"In these circumstances… it would be for the general benefit to form in this country a council of Christians and Jews.”
So stated an announcement in The Times in October 1942; the circumstances were a country recovering from the Blitz, a continent divided by war and a community getting to grips with the horrors of the Nazi regime. Perhaps it’s not surprising that such a troubled period gave birth to efforts to forge interfaith relations — back then Anglo-Jewry had everything to gain from building bridges.
Over the last century, British Jews have defined ourselves as much by what makes us the same as everyone else as by what makes us different. We are celebrated for — and ourselves celebrate — our efforts towards integration, our commitment to fitting in and contributing to Britain’s wider prosperity. Jewish refugees here are commended not just for making good, but for being outward-looking while still retaining a communal identity. Coexisting peaceably with those of no faith, and working to develop stronger links with Britain’s other religious groups, is clearly part of that.
In the last few weeks, two stories have stuck out. The first is the abhorrent reaction of hopefully a small minority to the plans for the Golders Green Hippodrome to become an Islamic community centre. The second is an Observer report into how the Charedim of Canvey Island are settling into one of the most pro-Brexit places in the UK.
To the first, this paper has covered it extensively and others have more eloquently registered that, had this been opposition to a shul, we would have rightly called it out as prejudice. It’s clearly not about parking. As someone living in the area, which, by the way, is far from the Jewish-only hub many assume, with its Polish shops and Japanese restaurants, the only shame is that this building could not revert to its glory days of being a theatre.
Meanwhile, the Observer piece painted a picture of unexpected harmony; of curiosity on both sides being welcomed. The reception from the islanders has been “fantastic”, said one community member, explaining that he and others recently attended a Rotary Club event. How refreshing.
And also, how important, and how much is this the norm? While the census recorded Jews in every local authority, the fact is we are living en masse in fewer places. From small but sizeable populations nationwide, we are now clustering in the “bagel belt” or its northern outposts, 54,000 of us in Barnet alone, at last count. British Jews — at least those for whom Jewishness is a defining part of their identity — flock ever more to the same places, at university and once we settle and have families. Myself included.

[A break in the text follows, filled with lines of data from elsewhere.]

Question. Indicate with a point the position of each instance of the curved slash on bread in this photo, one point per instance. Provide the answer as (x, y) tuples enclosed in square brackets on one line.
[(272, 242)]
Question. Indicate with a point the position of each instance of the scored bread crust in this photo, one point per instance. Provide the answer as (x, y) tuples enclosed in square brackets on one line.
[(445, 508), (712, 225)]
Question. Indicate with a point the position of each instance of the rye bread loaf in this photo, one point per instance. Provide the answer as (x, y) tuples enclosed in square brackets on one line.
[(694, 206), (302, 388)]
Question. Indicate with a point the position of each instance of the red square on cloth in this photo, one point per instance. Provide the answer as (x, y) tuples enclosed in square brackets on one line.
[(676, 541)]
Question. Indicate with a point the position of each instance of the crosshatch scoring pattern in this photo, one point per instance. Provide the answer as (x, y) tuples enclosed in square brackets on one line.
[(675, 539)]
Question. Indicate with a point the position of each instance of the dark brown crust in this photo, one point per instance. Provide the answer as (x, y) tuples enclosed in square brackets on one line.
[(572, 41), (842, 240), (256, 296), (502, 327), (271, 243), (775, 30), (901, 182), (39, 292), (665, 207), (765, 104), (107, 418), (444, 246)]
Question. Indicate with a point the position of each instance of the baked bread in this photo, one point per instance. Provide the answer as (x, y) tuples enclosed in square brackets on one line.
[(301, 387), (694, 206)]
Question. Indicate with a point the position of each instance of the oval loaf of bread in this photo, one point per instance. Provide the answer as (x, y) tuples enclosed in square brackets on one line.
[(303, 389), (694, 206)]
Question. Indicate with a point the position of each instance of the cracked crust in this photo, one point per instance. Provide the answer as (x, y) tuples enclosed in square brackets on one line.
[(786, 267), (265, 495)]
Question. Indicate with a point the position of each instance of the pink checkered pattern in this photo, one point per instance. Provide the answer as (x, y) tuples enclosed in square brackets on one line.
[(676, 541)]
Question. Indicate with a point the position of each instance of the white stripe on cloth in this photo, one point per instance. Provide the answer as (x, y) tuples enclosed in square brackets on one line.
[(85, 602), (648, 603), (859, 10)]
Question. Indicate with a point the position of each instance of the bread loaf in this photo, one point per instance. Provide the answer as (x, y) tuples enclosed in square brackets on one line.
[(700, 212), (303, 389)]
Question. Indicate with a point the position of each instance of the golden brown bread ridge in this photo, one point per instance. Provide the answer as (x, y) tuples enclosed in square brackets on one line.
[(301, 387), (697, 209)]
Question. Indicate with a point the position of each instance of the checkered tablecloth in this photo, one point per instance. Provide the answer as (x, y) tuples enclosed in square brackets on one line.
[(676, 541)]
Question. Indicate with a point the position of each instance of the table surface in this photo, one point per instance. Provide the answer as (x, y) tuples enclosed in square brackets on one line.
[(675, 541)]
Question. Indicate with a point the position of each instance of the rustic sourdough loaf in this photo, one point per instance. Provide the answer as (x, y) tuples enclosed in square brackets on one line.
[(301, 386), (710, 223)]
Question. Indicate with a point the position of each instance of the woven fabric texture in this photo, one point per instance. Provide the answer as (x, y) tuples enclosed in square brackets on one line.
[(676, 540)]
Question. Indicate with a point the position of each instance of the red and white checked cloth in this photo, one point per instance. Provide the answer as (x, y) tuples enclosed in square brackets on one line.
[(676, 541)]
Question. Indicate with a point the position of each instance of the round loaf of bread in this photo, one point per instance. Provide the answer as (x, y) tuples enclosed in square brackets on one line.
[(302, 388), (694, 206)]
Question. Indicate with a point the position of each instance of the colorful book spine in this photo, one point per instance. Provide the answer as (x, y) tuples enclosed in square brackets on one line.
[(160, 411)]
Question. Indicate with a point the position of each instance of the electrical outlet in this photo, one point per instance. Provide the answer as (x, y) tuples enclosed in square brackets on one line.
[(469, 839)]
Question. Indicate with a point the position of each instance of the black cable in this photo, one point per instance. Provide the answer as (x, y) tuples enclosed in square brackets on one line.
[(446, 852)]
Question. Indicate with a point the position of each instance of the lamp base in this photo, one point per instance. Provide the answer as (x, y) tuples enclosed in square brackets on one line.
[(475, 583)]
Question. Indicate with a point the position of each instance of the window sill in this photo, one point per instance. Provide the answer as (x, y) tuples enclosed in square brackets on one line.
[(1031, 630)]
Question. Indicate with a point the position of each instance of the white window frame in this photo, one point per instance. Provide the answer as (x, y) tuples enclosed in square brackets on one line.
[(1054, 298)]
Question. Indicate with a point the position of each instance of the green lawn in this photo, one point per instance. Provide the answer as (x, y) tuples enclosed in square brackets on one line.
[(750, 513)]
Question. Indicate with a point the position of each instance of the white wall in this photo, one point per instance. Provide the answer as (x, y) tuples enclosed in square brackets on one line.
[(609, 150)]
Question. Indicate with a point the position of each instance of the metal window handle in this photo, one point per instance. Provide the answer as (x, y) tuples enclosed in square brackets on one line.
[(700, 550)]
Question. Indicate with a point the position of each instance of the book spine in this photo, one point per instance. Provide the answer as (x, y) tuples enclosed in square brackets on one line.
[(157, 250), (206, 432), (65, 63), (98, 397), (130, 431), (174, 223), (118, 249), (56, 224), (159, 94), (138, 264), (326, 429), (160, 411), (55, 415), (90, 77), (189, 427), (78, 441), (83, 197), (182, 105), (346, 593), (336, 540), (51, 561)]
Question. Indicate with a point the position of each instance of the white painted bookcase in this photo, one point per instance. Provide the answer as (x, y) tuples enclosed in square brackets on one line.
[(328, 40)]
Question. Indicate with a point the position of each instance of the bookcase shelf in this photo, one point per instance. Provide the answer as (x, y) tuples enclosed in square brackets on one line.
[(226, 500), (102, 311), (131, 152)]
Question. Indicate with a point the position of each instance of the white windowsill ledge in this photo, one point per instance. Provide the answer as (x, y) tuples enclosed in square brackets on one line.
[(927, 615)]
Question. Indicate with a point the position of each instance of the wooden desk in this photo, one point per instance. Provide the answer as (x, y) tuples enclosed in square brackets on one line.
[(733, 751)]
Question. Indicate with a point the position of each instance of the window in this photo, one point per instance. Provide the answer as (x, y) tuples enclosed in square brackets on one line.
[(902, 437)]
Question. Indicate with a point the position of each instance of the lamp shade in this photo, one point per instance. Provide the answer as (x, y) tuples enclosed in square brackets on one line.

This is the future direction too, with Jewish schools on the ascendant. I see their advantages, but also find it hard to disagree that they separate off the community and divide rather than unite, especially at secondary level. Having attended a non-Jewish school, one of the things I loved was learning about other cultures and religions first-hand. From carols and constructing the class’s Christmas postbox to marvelling over the Indian girls’ traditional dancing, my only regret is I didn’t get more exposure.
Neither trend has to be problematic, but they do raise questions, not least around how we plug the gaps they create. There are obvious reasons why bridge-building with non-Jewish communities and interfaith (and no faith) engagement matter, not least in having someone to speak up when we are under threat. But it goes beyond that. It’s about the kind of community we want to be; one that is part of society and committed to building a shared future in the country we see as home.
Across Orthodoxy, Masorti, Reform and Liberal, the established community works hard at this. Yet it’s not our official representatives who will build the strongest relationships and challenge assumptions and misconceptions, but individuals talking to people from other backgrounds and faiths on campuses, in Rotary Clubs, in offices, in pubs. And, yes, in Islamic community centres built in “Jewish” areas. We don’t have to be standard-bearers for our religion at all times, but we should, must embrace chances to ask questions and answer them. And insofar as possible, we should proactively seek those chances. Certainly, let’s see the Hippodrome’s new purpose as an opportunity, not a threat.
Perhaps we have less need to look outwards to our relationships with wider society than we did 75 years ago. That doesn’t mean we should ignore the value of doing so.